May 7, 2020

Unacademy Hacked: 22 Million Users Data Leaked on Dark Web

Unacademy, India’s Largest E-learning platform, has suffered a huge data breach. Professional hackers are selling ALL users’ account information as Unacademy data dump on the Dark Web. Are you a member? Learn what you can do to secure your Unacademy account.

Unacademy Hacked: 22 Million Users Data Leaked on Dark Web

The most recent hacking news will come as a shock to students, corporate learners and members of the e-learning community. India’s leading digital education platform, Unacademy has been hacked, and allegedly 22 million user accounts are up for sale on the dark web.

Reportedly, the breach happened in January, 2020, but it was only discovered after Cyble, a cybersecurity firm from Singapore, identified the Unacademy data dump on an undisclosed Dark Web site ‘For Sale’. The ad went up on May 3rd, 2020 for USD 2000, and promised valuable delivery of 22 Million members’ sensitive account information. But if cyber-attacker’s claims are to be believed, the user database isn’t the only thing Unacademy was breached for.

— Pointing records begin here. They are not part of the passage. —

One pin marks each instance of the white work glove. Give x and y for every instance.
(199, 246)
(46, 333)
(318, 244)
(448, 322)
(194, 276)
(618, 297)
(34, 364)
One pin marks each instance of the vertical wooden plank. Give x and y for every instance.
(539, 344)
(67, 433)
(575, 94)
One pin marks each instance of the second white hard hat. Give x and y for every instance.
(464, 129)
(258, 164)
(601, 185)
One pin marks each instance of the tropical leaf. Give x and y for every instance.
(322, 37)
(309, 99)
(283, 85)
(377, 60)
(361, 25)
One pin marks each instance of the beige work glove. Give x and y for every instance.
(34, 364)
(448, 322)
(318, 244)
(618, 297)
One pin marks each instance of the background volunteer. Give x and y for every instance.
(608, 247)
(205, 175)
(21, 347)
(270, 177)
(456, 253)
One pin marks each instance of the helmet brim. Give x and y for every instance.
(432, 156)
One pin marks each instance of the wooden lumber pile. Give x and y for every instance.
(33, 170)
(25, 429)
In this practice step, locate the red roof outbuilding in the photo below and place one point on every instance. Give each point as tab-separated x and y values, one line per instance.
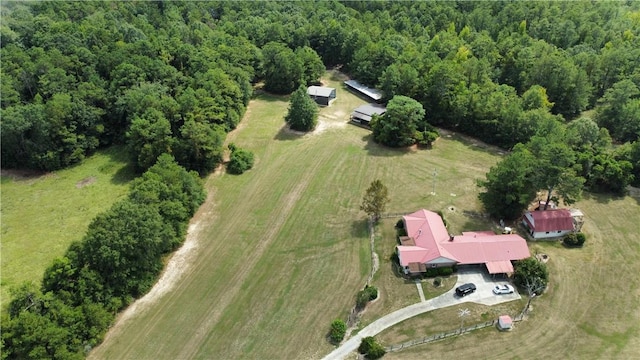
551	220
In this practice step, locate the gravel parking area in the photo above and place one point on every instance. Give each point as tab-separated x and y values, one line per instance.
484	285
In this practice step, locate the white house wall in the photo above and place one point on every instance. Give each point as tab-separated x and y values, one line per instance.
551	234
441	261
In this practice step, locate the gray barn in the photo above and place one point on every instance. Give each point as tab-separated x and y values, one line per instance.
322	95
362	115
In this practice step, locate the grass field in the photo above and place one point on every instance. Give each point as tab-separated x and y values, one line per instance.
590	311
282	250
42	215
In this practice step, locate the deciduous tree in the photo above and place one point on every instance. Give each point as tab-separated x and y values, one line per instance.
399	124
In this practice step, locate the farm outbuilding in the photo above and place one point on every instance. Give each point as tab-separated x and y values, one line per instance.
322	95
363	114
543	224
505	322
373	94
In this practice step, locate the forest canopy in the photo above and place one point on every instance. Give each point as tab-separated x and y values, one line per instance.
536	78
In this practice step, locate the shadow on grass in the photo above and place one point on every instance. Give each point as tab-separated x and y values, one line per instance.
286	134
604	198
119	157
359	228
268	97
471	143
375	149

unacademy hacked - data dump sale

Though a startup, Unacademy has garnered a funding of $200 million up till now, with an international reach. It boasts of preparing over 300,000 students in 6 months for distinctive entrance, competitive and professional courses. Started from a 1 member Youtube channel and now this popular e-learning application has gained over 12,000 top-level educators and 13+ million learners on board. Except for industry and subject experts, Unacedemy also takes pride in being a host to big names like,

Corporations:

  • Facebook
  • Google
  • TCS
  • Accenture
  • Reliance Industries
  • Cognizant
  • Wipro
  • Infosys
  • Banks: SBI, ICICI, Bank of Baroda, Canara Bank, PNB (Punjab National Bank)

Celebrity Guest Tutors:

  • Kiran Bedi, Indian IPS Officer
  • Sachin Tendulkar, Indian Cricketer
  • Shashi Tharoor, Indian Politician
  • Virat Kohli, Indian Cricket Captain
  • Anushka Sharma, Bollywood Actor & Producer
  • Brian Lara, Trinidadian Cricketer
  • Bret Lee, Australian Cricketer
  • And many more
Unacademy data hacked

Though there have many similar cyberattacks on e-learning platforms, this one could prove to be highly detrimental because of the sheer number of data involved. Let’s take a look at the specifics:

Unacademy Data Leak: Details About its User Database Dump

Since its public newscast, few companies have been able to get their hands on the Unacademy user database, and have revealed the file’s general details. For instance, the exact number of contacts spilled are 21,909,709, and it included their following details:

  • User ID and usernames
  • Full Name
  • Email IDs
  • Encrypted Passwords
  • User Role
  • Joining Date
  • Last Login
  • Account Status
Unacademy data dump

Unacademy Data Breach: Official Statements Released

The responsible threat actors have repeatedly insisted that they have access to the e-learning channel’s entire database; but have chosen to sell only the member files for now. If true, this could prove to be a big liability for the organization. When the Unacademy authorities were approached for a comment, they confirmed that around 11 million accounts have been compromised (and not the rumoured 22 Million, as their online database holds 11m emails records only).

They also assured their registered members that nothing sensitive “such as financial data, location or passwords” have fallen into the wrong hands. They further stressed on their data-security policies, saying

“We follow stringent encryption methods using the PBKDF2 algorithm with a SHA256 hash, making it highly implausible for anyone to access the learner passwords. We also follow an OTP based login system that provides an additional layer of security to our learners.”

The company is now fully focused on carrying out vigorous security research for any threats or loopholes in their system.

Unacademy Account Hacked? Here’s What You Can Do

Following the breach, a lot of you must be panicked on what should be the next steps for a registered member like you. Well, by now it seems sure enough that your account details have been leaked, so for initial steps:

  • CHANGE YOUR PASSWORD. Use a strong alpha-numeric key to strengthen your account security.
  • If you use the same/ similar pattern password for any other accounts, change them immediately. Hackers only need a single reference point, and if your Unacademy password is related to anything else, that account has now become vulnerable.
  • If the platform offers, always opt for multi-layer authentication. Just as an extra layer of protection.
  • Cyble, who also found the Zoom Video Conferencing Hack, has also suggested a website to check if your credentials have been hacked or not. Check it here.

Let’s hope Unacademy soon identifies and releases a fix/ update for this breach.